Будь то Изаи в Брюсселе или Энеску в Париже, но теперь нашим языком должен был стать французский. Незадолго до того, как благотворительность дяди Сиднея сделала владение французским языком насущной необходимостью, мама дала мне о нем некоторое представление. Сама она прекрасно владела несколькими языками и хотела дать своим детям все лучшее, чем обладала. Поэтому в девять лет она отвела меня к француженке мадемуазель Ребекке Годшо, которая жила с тремя незамужними сестрами и братом в необыкновенно тесном единстве, не нарушаемом никем из старшего или младшего поколения. Хотя сестры и отличались наружностью и характером, мнения и речь у них были до того одинаковы, что они казались одним человеком, умноженным в несколько раз. Разговор, начатый с одной сестрой, мог быть легко и непринужденно продолжен другой, и когда мадемуазель Ребекка была чем-то занята, ее место в моей жизни плавно переходило к мадемуазель Жозефине.
Их первый урок, вернее, его последствия мне трудно забыть. Мадемуазель Годшо прочитала мне короткое стихотворение про цветы и краски, желая произвести на меня впечатление французскими созвучиями. По пути домой мама стала задавать мне вопросы. Убедившись, что я все слова запомнил, она риторически спросила, хочу ли я выучить все стихотворение наизусть. Еще бы я не хотел! Когда ужин был убран со стола, мы приступили. Сначала это было весело, но постепенно меня стала одолевать сонливость, слоги начали слипаться, как твердеющая патока, каждая следующая строка изгоняла из памяти несколько выученных. Пришло и прошло время идти спать. Но мама меня не отпускала, преграждая дорогу в постель, как неумолимый черкес, который “никогда не бросает неоконченного дела”. Я не знал, жалеть ли бедного черкеса, который, наверное, умер преждевременной смертью, или жалеть, что он не умер гораздо раньше. Как бы то ни было, повторялась долина Йосемити: мама с безжалостной настойчивостью ждала, когда польются правильные слова, у меня слипались глаза, а папа безрезультатно пытался вмешаться. Когда я на заплетающихся ногах вышел на веранду, — в полночь, кажется, — в голове у меня была какая-то мешанина; но на следующий день на уроке я продекламировал стихи без запинки. Мадемуазель Годшо, не подозревавшая, сколько фунтов плоти принесено в жертву каждой строчке ее стихотворения, еще долго после этого всем рассказывала, какой у меня потрясающий талант к иностранным языкам.

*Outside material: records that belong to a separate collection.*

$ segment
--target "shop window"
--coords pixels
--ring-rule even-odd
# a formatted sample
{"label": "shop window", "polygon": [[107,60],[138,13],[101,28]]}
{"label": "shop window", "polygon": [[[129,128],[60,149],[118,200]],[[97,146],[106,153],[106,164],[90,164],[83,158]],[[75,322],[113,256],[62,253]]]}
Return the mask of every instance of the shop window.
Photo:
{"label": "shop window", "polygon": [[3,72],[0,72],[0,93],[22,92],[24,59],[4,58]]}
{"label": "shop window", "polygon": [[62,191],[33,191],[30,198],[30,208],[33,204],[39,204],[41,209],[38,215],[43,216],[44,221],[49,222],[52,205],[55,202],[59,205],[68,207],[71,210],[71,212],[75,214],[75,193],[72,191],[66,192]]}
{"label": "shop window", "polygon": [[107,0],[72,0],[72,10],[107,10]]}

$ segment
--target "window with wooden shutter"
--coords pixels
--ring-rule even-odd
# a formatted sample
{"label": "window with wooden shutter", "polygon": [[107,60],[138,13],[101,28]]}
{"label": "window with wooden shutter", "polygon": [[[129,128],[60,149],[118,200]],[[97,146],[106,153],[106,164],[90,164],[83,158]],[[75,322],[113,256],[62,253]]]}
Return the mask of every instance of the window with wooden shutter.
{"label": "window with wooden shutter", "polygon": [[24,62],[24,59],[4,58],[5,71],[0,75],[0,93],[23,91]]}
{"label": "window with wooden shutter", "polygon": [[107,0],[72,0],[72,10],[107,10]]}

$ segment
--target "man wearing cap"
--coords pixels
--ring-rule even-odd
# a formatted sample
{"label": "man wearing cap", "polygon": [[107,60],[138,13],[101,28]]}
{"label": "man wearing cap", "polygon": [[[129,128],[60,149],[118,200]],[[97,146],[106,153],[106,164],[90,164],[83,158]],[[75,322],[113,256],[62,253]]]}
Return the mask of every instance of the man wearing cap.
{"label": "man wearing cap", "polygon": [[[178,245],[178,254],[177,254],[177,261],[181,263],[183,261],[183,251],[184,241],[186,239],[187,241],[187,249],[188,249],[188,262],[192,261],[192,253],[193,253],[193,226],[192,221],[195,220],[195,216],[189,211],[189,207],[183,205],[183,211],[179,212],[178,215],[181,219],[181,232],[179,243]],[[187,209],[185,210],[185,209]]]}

В день нашего отъезда доктор Лэнджер пригласил нас на прощальный ланч у себя в сиротском доме. Туда пришла проститься и Эстер Эрман и, зная о моей влюбленности (или не зная?), подарила мне на память китайскую головоломку. Как я этой головоломкой дорожил! Футляр моей скрипки стал ее святилищем, и не только на тот год, когда я жил в разлуке с Эстер и Сан-Франциско, но и потом еще на много, много лет. Мы отъезжали под проливным дождем. В Окленде на станции нас ждали и другие подарки, в том числе фотография Персингера. Надпись на ней гласила: “Дорогому Иегуди в надежде, что он вырастет великим артистом и будет не только мастером, но и честным служителем Прекрасного. С любовью и восхищением от друга и учителя Луиса Персингера”. Мой ответ Персингер бережно хранил, как я — его фотопортрет:
Милый мой Учитель!
Наш поезд едет все дальше на восток, а у меня все сильнее сжимается сердце. Когда мы вчера расстались, я сразу ощутил боль разлуки, такую же, какая год назад охватила меня при прощании с отцом. Вы ведь в самом деле, мистер Персингер, мой музыкальный отец. Я никогда еще не чувствовал такую близость к вам, как теперь. Куда бы жизнь ни завела меня, на восток, запад, север или юг, я всюду буду слышать ваш милый голос. Этот голос так часто направлял меня. Не будь его, Бог знает, что за жизнь была бы мне суждена.